Yine paydaşlar arasında yapılan kullanım anlaşması sonucu her paydaşın yararlanacağı ortak taşınmaz veya bölümlerinin belli bulunması durumunda, davacı paydaş tarafından davalı paydaş aleyhine bu taşınmaza ilişkin elatmanın önlenmesi, ortaklığın giderilmesi, ecrimisil ve benzeri dava açılması hallerinde yine intifadan men koşulu aranmaz.
Bu nedenle, davaya konu taşınmazlar yönünden sayılan istisnalar dışında intifadan men koşulunun gerçekleşmesi aranacak ve intifadan men koşulunun gerçekleştiği iddiası, her türlü delille kanıtlanabilecektir. (Yargıtay Hukuk Genel Kurulunun 27.02.2002 gün ve 2002/3-131 E, 2002/114 K sayılı ilamı)

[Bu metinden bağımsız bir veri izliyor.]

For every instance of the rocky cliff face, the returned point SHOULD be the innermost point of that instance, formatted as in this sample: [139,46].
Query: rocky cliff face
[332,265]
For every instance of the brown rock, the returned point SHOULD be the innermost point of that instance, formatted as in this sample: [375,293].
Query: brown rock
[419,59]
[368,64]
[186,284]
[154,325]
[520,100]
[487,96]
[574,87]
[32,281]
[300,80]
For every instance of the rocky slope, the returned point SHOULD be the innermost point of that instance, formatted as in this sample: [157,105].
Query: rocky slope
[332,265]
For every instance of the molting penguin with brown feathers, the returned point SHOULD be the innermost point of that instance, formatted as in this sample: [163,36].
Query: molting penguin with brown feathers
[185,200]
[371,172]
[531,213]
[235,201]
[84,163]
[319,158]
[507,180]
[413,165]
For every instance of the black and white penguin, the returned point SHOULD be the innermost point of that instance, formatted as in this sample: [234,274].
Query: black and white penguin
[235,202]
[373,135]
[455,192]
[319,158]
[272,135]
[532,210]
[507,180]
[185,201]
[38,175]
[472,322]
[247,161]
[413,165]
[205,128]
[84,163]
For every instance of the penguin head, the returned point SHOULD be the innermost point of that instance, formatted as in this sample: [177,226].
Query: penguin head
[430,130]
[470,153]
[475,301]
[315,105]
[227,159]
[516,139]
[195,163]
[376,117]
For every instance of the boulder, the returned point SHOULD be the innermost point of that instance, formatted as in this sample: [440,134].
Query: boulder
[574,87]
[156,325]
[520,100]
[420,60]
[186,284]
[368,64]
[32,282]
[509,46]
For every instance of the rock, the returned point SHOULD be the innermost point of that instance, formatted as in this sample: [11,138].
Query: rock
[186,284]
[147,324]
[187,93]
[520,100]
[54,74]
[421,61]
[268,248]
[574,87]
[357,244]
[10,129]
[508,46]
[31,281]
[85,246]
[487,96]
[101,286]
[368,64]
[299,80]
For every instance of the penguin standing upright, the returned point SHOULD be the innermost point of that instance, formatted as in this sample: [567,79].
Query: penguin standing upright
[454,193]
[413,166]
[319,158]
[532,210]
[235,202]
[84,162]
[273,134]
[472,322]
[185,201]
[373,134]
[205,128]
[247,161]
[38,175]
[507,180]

Somut olaya gelince; dosya içinde bulunan 1.1.2009 başlangıç tarihli 10 yıl süreli adi yazılı kira sözleşmesine göre, davalı tarafından iki katlı boş mağazanın dava dışı Y.A.’a kiralandığı, yapılan keşif sonrasında ise 3 katlı binanın “K. Y” adı altında lokanta olarak işletildiği saptanmış ise de; arsa niteliğindeki 59 nolu parselin geri kalan bölümlerinin nasıl ve kimler tarafından kullanıldığı açıklığa kavuşturulmamıştır.
Hâl böyle olunca; mahkemece öncelikle yukarıda açıklanan ilkeler doğrultusunda araştırma ve inceleme yapılması, çekişme konusu taşınmazın geri kalan bölümlerin kullanım durumlarının belirlenmesi, davacının nizasız olarak kullanabileceği bölümlerin olup olmadığının saptanması, ayrıca UYAP ortamında gelen belgelerden çekişme konusu taşınmaza yönelik aynı taraflar ve bir şirket arasında görülmekte olan Bursa 1. Sulh Hukuk Mahkemesinin 2012/639 esas sayılı dava dosyasınında bulunduğu anlaşılmakla, anılan dava dosyasınında incelenerek taraflar arasındaki anlaşmazlığın açıklığa kavuşturulması, hasıl olacak sonuca göre bir karar verilmesi gerekirken, eksik inceleme ile yetinilerek yazılı şekilde hüküm kurulması doğru olmadığı gibi; kabule göre de mahkeme kararı ile çekişme konusu taşınmazdaki üç katlı binanın davalıya ait olduğunun saptandığı gözetilmeksizin, binanın tamamı üzerinden kira gelirine göre hesaplanan ecrimisilin hüküm altına alınmış olması da isabetli değildir.
Davalının temyiz itirazları yerindedir. Kabulü ile hükmün açıklanan nedenlerle 6100 sayılı HMK.nun geçici 3/2.maddesi yollaması ile 1086 sayılı HUMK.nun 428.maddesi gereğince BOZULMASINA, alınan peşin harcın temyiz edene geri verilmesine, 04.11.2015 tarihinde oybirliğiyle karar verildi.